SaLT Undertakes Research To Preserve Sarawak's Indigenous Languages

Universiti Malaysia Sarawak's (Unimas) Sarawak Language Technology (SaLT) Research Group is undertaking research and development in information and communication technology (ICT) to preserve and revitalise the state's indigenous languages.

The project leader and lecturer at the university's Computer Science and Information Technology, Assoc Prof Dr Alvin Yeo Wee said SaLT was undertaking research in raising awareness, adaptation and adoption of ICT in preserving languages, as well as exploring the application of localised computing in areas of benefit to the communities.

"We are conducting research and development in computational linguistics and natural language processing, in particular of Sarawak's indigenous languages, following the dominance of widely-used languages such as English and Malay, while the younger generation no longer speak their mother tongue.

"There is concern that these languages might become extinct in future due to a decreasing number of native speakers, thus a major component of their culture will disappear.

"We hope through SaLT, we can capture and digitise the indigenous languages in order to build the corpora. We hope to generate processors such as spell checkers and applications such as Machine Translation and Speech recognition," he told reporters at the Sarawak Development Institute Complex, here Tuesday.

Earlier, he gave a talk titled, "Employing Information and Communication Technology in the Revitalisation and Maintenance of Indigenous Languages of Sarawak".

At present, among the multi-disciplinary research projects conducted by SaLT are Methodologies for Translation into Minority Languages: Iban-English (TRIBE), Multimodal Integration of Sketch and Melanau Daro-Matu Speech in Spatial Queries (MINT), Design and Development of Spoken Language Dialogue System: Efficacy of Usability Evaluation Techniques (SlaD), Singai Dialect Online Project, and Preserving Culture of Mobilising Minority Languages of Sarawak Online (MiLO).
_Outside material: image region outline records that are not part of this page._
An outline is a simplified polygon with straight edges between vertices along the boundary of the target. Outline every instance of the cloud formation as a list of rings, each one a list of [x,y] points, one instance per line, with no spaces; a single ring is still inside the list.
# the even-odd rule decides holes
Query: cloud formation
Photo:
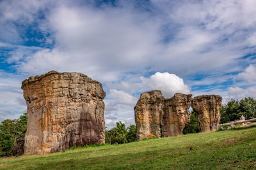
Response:
[[[157,72],[149,78],[141,77],[142,83],[150,89],[160,90],[165,97],[172,97],[175,93],[189,94],[189,88],[183,79],[174,74]]]

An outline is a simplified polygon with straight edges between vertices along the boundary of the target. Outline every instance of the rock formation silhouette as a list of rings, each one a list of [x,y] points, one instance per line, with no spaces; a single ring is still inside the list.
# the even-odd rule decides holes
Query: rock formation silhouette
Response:
[[[196,113],[200,132],[216,130],[220,120],[221,99],[218,95],[192,99],[192,94],[177,93],[164,99],[159,90],[143,93],[134,107],[137,139],[182,135],[183,129],[190,121],[191,105]]]
[[[193,110],[196,113],[200,132],[215,131],[219,128],[222,97],[218,95],[202,95],[192,101]]]
[[[51,71],[22,81],[28,106],[24,153],[47,153],[105,143],[106,94],[77,73]]]

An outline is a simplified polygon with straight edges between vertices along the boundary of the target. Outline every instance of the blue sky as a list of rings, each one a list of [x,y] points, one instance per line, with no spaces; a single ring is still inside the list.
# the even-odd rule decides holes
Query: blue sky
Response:
[[[0,120],[21,81],[51,70],[100,81],[105,119],[134,123],[141,92],[256,97],[256,1],[0,1]]]

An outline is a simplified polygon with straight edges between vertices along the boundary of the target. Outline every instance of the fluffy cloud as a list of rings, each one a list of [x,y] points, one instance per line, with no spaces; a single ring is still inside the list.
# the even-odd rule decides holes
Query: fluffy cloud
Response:
[[[0,122],[17,118],[26,112],[19,76],[0,70]]]
[[[243,79],[248,82],[256,81],[256,65],[250,65],[244,72],[237,75],[239,78]]]
[[[110,94],[108,96],[112,99],[115,99],[117,103],[134,105],[137,99],[131,94],[122,90],[110,89]]]
[[[171,97],[175,93],[189,94],[189,88],[183,79],[169,73],[156,73],[149,78],[141,77],[145,86],[152,90],[160,90],[166,97]]]
[[[254,92],[232,78],[251,64],[236,77],[243,85],[255,81],[255,60],[241,58],[255,52],[255,1],[152,0],[146,8],[136,1],[99,7],[92,1],[0,2],[0,50],[10,51],[1,59],[20,76],[0,76],[1,102],[9,103],[2,113],[24,107],[24,75],[52,69],[81,72],[102,83],[107,126],[132,122],[140,94],[149,90],[166,97],[222,93],[227,99]]]
[[[236,99],[248,97],[256,99],[256,87],[251,87],[245,89],[238,87],[230,87],[228,90],[228,96],[230,99]]]

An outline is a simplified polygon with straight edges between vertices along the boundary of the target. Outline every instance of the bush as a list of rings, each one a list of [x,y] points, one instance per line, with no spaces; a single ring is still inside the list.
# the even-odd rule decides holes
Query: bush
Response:
[[[27,113],[23,113],[19,119],[6,119],[0,124],[0,156],[6,156],[12,150],[16,139],[26,134]]]

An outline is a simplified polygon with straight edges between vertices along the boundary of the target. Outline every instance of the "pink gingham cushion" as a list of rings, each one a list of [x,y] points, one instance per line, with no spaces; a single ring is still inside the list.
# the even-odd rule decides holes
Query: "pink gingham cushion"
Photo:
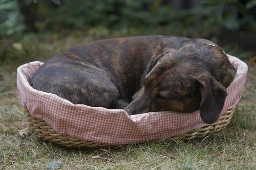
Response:
[[[234,56],[228,57],[237,72],[227,88],[228,95],[221,115],[239,101],[248,70],[245,63]],[[129,116],[122,109],[74,104],[30,85],[29,80],[43,64],[35,61],[18,68],[18,95],[26,111],[43,119],[59,133],[92,142],[124,144],[160,140],[206,125],[199,111],[190,113],[151,112]]]

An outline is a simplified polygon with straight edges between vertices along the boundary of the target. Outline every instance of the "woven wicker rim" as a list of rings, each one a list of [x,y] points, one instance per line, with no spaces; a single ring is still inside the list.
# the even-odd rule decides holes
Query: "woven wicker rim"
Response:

Yeo said the research projects started over a year ago and the research prototypes were expected to be unveiled in the next one to two years.

"We are still at the research stage. Unimas' Master's degree students at the Faculty of Computer Science and Information Technology are conducting the research.

"We hope the research tools will be commercially available in the next two or three years."

Yeo said SaLT had secured a number of research grants from the Ministry of Science, Technology and Innovation as well as Unimas Fundamental Research Grant Scheme.

"We will apply for funding from the Higher Education Ministry too," he said.